Now I'm the first to admit, I'm no engineer or mechanic, and I am firmly in the camp of, "turn the key, make a noise, let's go".

 

I had a Yamaha XJ900 Diversion. 900 cc air/oil cooled 4 cylinder inline. Sold it with about 230,000kms done.......I say about because the odometer didn't work for the last 2 years I owned it.

Not a bad run. From memory it was redlined at 9000rom. But I never got there. The closest, was attempting to travel from Coolgardie to Southern Cross in one hour....about 185kms.

After 20 minutes 60 kms., after 40 minutes 135 kms travelled, but soon after came up behind a police car and obviously had to slow down.....

 

My point is, that engine showed fantastic reliabilioty, but was not really run anywhere close to redline.

One of my current bikes is a Moto Guzzi Griso 1100.
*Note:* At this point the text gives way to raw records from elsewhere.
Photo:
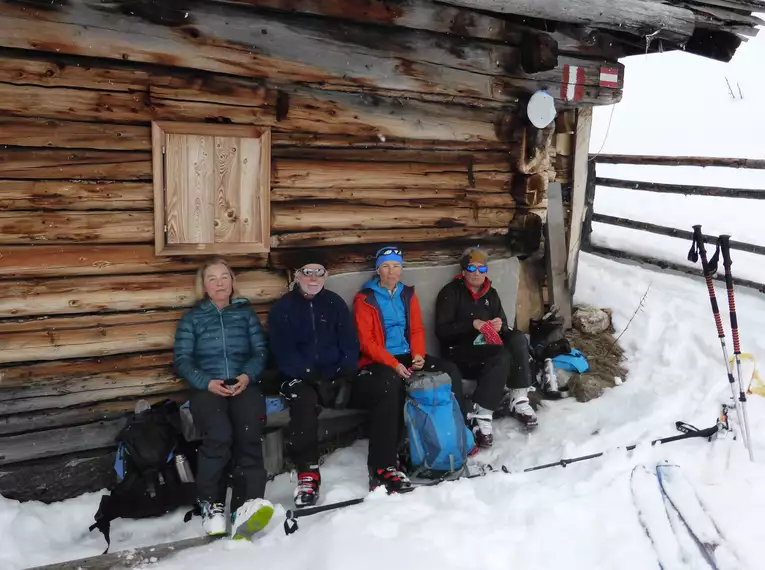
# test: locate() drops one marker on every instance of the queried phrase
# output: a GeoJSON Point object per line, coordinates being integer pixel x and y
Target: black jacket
{"type": "Point", "coordinates": [313, 336]}
{"type": "Point", "coordinates": [457, 308]}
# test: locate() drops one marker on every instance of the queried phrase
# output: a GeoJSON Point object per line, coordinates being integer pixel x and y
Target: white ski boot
{"type": "Point", "coordinates": [252, 517]}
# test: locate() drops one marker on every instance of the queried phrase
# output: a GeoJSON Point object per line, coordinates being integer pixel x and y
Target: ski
{"type": "Point", "coordinates": [702, 527]}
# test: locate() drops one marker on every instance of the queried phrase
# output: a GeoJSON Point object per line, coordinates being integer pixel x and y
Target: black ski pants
{"type": "Point", "coordinates": [381, 391]}
{"type": "Point", "coordinates": [232, 429]}
{"type": "Point", "coordinates": [495, 366]}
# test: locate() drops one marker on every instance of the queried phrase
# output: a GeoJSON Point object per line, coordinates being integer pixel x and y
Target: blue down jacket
{"type": "Point", "coordinates": [215, 345]}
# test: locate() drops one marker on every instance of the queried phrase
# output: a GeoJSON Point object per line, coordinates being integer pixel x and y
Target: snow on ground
{"type": "Point", "coordinates": [578, 517]}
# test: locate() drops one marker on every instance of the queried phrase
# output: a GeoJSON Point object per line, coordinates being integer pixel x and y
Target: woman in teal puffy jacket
{"type": "Point", "coordinates": [221, 351]}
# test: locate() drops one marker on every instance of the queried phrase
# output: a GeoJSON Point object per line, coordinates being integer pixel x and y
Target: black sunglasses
{"type": "Point", "coordinates": [320, 272]}
{"type": "Point", "coordinates": [389, 251]}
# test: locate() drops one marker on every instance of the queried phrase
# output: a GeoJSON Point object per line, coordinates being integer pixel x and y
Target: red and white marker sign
{"type": "Point", "coordinates": [572, 86]}
{"type": "Point", "coordinates": [609, 77]}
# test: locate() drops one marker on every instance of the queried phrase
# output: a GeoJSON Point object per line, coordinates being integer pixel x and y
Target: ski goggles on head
{"type": "Point", "coordinates": [308, 272]}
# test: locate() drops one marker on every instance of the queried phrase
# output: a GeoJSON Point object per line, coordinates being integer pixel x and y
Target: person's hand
{"type": "Point", "coordinates": [219, 388]}
{"type": "Point", "coordinates": [242, 382]}
{"type": "Point", "coordinates": [403, 371]}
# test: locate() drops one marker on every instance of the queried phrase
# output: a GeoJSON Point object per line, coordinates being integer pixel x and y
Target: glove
{"type": "Point", "coordinates": [290, 389]}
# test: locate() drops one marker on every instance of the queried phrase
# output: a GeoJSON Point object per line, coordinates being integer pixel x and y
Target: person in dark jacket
{"type": "Point", "coordinates": [221, 351]}
{"type": "Point", "coordinates": [392, 338]}
{"type": "Point", "coordinates": [473, 331]}
{"type": "Point", "coordinates": [316, 349]}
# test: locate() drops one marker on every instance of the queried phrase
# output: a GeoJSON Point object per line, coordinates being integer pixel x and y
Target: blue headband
{"type": "Point", "coordinates": [389, 253]}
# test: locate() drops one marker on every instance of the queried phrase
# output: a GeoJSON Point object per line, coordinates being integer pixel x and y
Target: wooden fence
{"type": "Point", "coordinates": [593, 181]}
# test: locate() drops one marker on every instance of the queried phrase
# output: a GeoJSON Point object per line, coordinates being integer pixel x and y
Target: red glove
{"type": "Point", "coordinates": [491, 336]}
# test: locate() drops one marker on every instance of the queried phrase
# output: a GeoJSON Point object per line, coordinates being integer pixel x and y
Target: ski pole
{"type": "Point", "coordinates": [688, 432]}
{"type": "Point", "coordinates": [698, 249]}
{"type": "Point", "coordinates": [724, 244]}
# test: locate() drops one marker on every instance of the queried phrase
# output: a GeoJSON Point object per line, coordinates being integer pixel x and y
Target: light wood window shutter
{"type": "Point", "coordinates": [212, 187]}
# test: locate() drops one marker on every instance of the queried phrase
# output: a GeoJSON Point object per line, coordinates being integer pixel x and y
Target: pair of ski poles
{"type": "Point", "coordinates": [709, 268]}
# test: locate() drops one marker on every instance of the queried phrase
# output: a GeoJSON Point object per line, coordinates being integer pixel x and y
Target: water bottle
{"type": "Point", "coordinates": [184, 469]}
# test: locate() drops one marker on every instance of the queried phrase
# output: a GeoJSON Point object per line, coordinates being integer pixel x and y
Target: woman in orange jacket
{"type": "Point", "coordinates": [392, 339]}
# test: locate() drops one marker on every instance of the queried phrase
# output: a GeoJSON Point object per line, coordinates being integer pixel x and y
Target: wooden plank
{"type": "Point", "coordinates": [290, 216]}
{"type": "Point", "coordinates": [34, 376]}
{"type": "Point", "coordinates": [634, 16]}
{"type": "Point", "coordinates": [689, 190]}
{"type": "Point", "coordinates": [686, 269]}
{"type": "Point", "coordinates": [124, 293]}
{"type": "Point", "coordinates": [73, 134]}
{"type": "Point", "coordinates": [74, 164]}
{"type": "Point", "coordinates": [31, 261]}
{"type": "Point", "coordinates": [314, 174]}
{"type": "Point", "coordinates": [555, 254]}
{"type": "Point", "coordinates": [673, 232]}
{"type": "Point", "coordinates": [222, 42]}
{"type": "Point", "coordinates": [681, 161]}
{"type": "Point", "coordinates": [74, 195]}
{"type": "Point", "coordinates": [50, 443]}
{"type": "Point", "coordinates": [68, 227]}
{"type": "Point", "coordinates": [414, 235]}
{"type": "Point", "coordinates": [578, 192]}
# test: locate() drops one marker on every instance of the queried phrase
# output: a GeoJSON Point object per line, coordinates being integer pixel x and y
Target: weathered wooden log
{"type": "Point", "coordinates": [75, 195]}
{"type": "Point", "coordinates": [689, 190]}
{"type": "Point", "coordinates": [50, 373]}
{"type": "Point", "coordinates": [634, 16]}
{"type": "Point", "coordinates": [92, 335]}
{"type": "Point", "coordinates": [58, 478]}
{"type": "Point", "coordinates": [322, 174]}
{"type": "Point", "coordinates": [30, 261]}
{"type": "Point", "coordinates": [124, 293]}
{"type": "Point", "coordinates": [33, 163]}
{"type": "Point", "coordinates": [49, 443]}
{"type": "Point", "coordinates": [415, 235]}
{"type": "Point", "coordinates": [68, 227]}
{"type": "Point", "coordinates": [679, 160]}
{"type": "Point", "coordinates": [291, 216]}
{"type": "Point", "coordinates": [73, 134]}
{"type": "Point", "coordinates": [367, 195]}
{"type": "Point", "coordinates": [92, 412]}
{"type": "Point", "coordinates": [83, 391]}
{"type": "Point", "coordinates": [216, 33]}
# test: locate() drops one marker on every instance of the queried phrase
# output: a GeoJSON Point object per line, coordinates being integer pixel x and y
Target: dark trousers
{"type": "Point", "coordinates": [231, 428]}
{"type": "Point", "coordinates": [381, 391]}
{"type": "Point", "coordinates": [495, 366]}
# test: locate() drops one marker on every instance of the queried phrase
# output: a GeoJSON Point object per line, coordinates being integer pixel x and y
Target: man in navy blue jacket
{"type": "Point", "coordinates": [314, 340]}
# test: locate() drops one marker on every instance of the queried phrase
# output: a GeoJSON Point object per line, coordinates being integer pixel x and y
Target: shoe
{"type": "Point", "coordinates": [391, 478]}
{"type": "Point", "coordinates": [481, 425]}
{"type": "Point", "coordinates": [307, 491]}
{"type": "Point", "coordinates": [252, 517]}
{"type": "Point", "coordinates": [213, 518]}
{"type": "Point", "coordinates": [521, 409]}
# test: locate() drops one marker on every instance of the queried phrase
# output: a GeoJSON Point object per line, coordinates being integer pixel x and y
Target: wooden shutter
{"type": "Point", "coordinates": [211, 188]}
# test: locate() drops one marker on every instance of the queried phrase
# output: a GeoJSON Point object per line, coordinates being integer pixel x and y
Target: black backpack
{"type": "Point", "coordinates": [148, 484]}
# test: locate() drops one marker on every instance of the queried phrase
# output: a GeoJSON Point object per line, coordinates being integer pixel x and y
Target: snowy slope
{"type": "Point", "coordinates": [578, 517]}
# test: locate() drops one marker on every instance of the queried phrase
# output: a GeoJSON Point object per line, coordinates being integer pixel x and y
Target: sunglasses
{"type": "Point", "coordinates": [320, 272]}
{"type": "Point", "coordinates": [390, 251]}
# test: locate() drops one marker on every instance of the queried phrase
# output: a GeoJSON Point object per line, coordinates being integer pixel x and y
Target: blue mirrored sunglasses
{"type": "Point", "coordinates": [390, 251]}
{"type": "Point", "coordinates": [320, 272]}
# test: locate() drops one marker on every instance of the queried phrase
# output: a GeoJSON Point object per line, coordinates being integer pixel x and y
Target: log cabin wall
{"type": "Point", "coordinates": [398, 122]}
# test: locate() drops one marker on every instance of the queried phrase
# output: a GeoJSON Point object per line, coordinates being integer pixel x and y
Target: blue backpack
{"type": "Point", "coordinates": [439, 441]}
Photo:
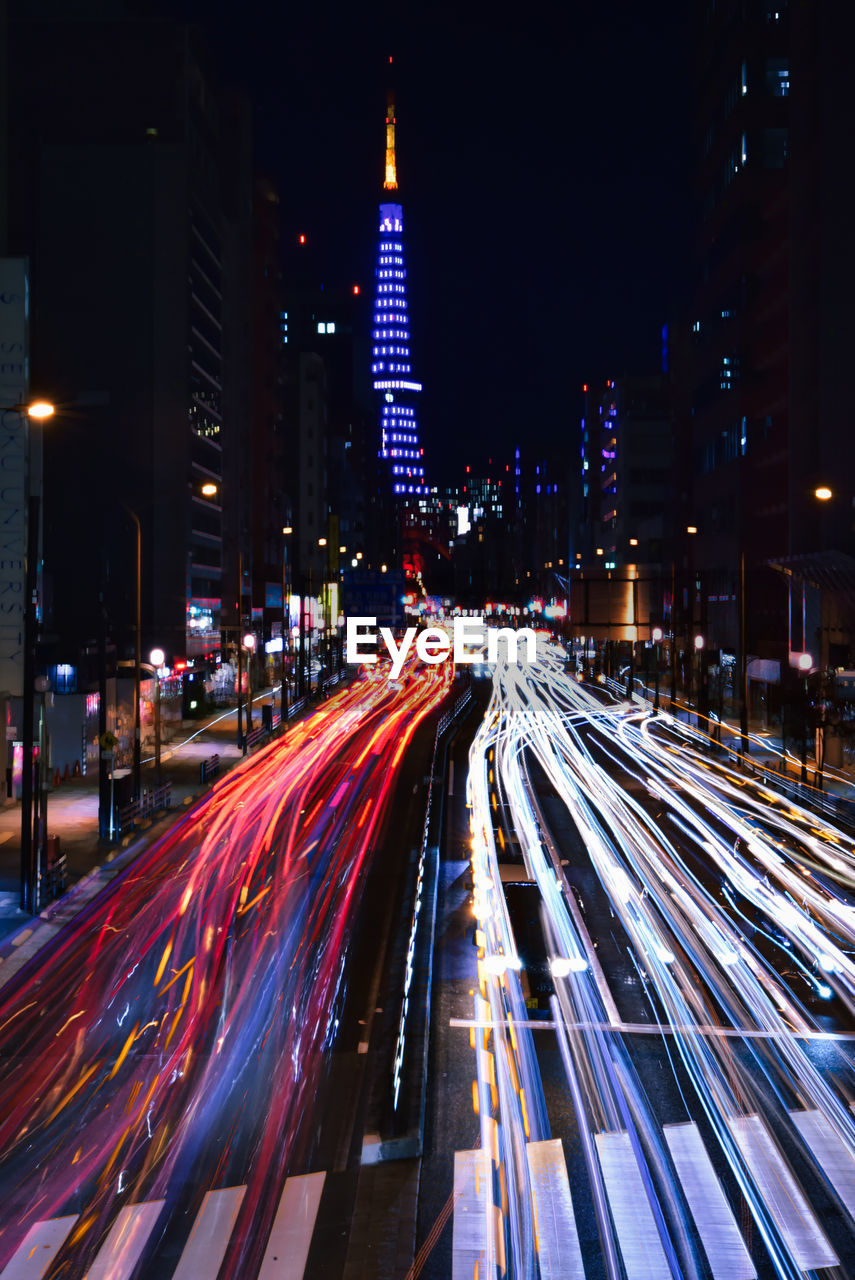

Yes I've done 200+ km/h several times, getting close to redline, but again, not for long periods. It has more than 100,000kms on the clock.

 

Auto/bike engines can be very reliable, but when they are run close to redline for long periods?????

 

A few years back, I read an article about the differences between the Ducati and Honda V2 engines run in World SuperBikes. Apparently the Ducati's needed a rebuild after 700kms, the Hondas could manage 2000 kms. Given that testing and race kms meant that 700kms was about 3 races........yes the bikes were run at max power, no thought to longevity.

But that's my point.

 

Auto engines....are they really designed to be run at max or close to max revs for long periods?????

 

As I said, I am no mechanic nor engineer, but I am not sure how long my engines would last in a race type useage, day in, day out!!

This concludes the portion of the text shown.